Dr Todd, who was trained as an engineer, worked for the institute between
December 2010 and May last year and, according to the FT, led a team
specialising in a next-generation semiconductor material called gallium
nitride (GaN).

The material can withstand extreme heat and power levels well beyond the more
traditionally used silicon.

An external hard drive discovered by Dr Todd's parents in his home after his
death contained apparent plans between the institute and Huawei, a Chinese
telecoms giant, to develop a device known as a GaN amplifier, which has many
commercial uses, the FT said.

But the GaN amplifier could also be used in electronic warfare to jam signals
and weapons, and to create high-powered radar systems to boost military
capabilities, said experts consulted by FT.

The involvement of Huawei would be problematic because the firm has been
deemed a security risk by governments, the FT said.

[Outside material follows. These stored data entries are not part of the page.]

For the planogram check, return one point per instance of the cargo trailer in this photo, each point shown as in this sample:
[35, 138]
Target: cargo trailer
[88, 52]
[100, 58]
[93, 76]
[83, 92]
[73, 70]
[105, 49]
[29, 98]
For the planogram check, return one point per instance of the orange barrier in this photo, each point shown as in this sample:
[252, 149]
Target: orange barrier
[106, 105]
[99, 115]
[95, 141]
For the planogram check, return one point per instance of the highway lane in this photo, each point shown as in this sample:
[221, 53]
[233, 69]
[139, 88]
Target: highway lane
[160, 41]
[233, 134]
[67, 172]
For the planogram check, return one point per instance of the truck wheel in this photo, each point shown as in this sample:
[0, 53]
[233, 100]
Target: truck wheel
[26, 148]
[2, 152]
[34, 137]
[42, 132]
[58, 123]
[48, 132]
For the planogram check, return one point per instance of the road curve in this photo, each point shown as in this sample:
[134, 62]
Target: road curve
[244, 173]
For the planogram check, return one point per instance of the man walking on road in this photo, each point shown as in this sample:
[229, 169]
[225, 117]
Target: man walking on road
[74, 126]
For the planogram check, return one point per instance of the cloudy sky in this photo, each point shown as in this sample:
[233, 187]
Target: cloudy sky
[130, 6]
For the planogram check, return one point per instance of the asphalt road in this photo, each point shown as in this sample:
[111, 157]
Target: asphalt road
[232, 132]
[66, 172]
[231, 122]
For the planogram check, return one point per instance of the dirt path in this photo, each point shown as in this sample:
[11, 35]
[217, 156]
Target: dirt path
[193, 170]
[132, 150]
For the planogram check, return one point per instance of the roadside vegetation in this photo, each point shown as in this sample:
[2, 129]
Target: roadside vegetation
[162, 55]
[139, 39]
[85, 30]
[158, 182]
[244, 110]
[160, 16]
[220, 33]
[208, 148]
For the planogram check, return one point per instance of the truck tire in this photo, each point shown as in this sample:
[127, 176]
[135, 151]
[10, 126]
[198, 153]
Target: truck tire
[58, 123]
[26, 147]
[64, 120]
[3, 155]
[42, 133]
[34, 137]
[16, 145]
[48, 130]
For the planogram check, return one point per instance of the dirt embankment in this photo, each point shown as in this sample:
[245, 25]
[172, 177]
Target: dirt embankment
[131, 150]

Last year, a United States government intelligence committee said, after an
11-month investigation, that it suspected communications equipment made by
Huawei could be used for spying.

The committee's report cited analysts' concerns that Huawei has links to and
is influenced by the Chinese government, despite it claiming to be a private
company. Huawei has denied these suspicions, although it admitted in a US
government report that an internal Communist Party committee does exist within
the company, as required by law...

According to FT, Dr Todd's parents said that their son had seemed increasingly
stressed in the months before his death.

"I am being asked to do things with a Chinese company that make me
uncomfortable," Mrs Todd recalled her son saying. "He said he felt he was
being asked to compromise American security," she added._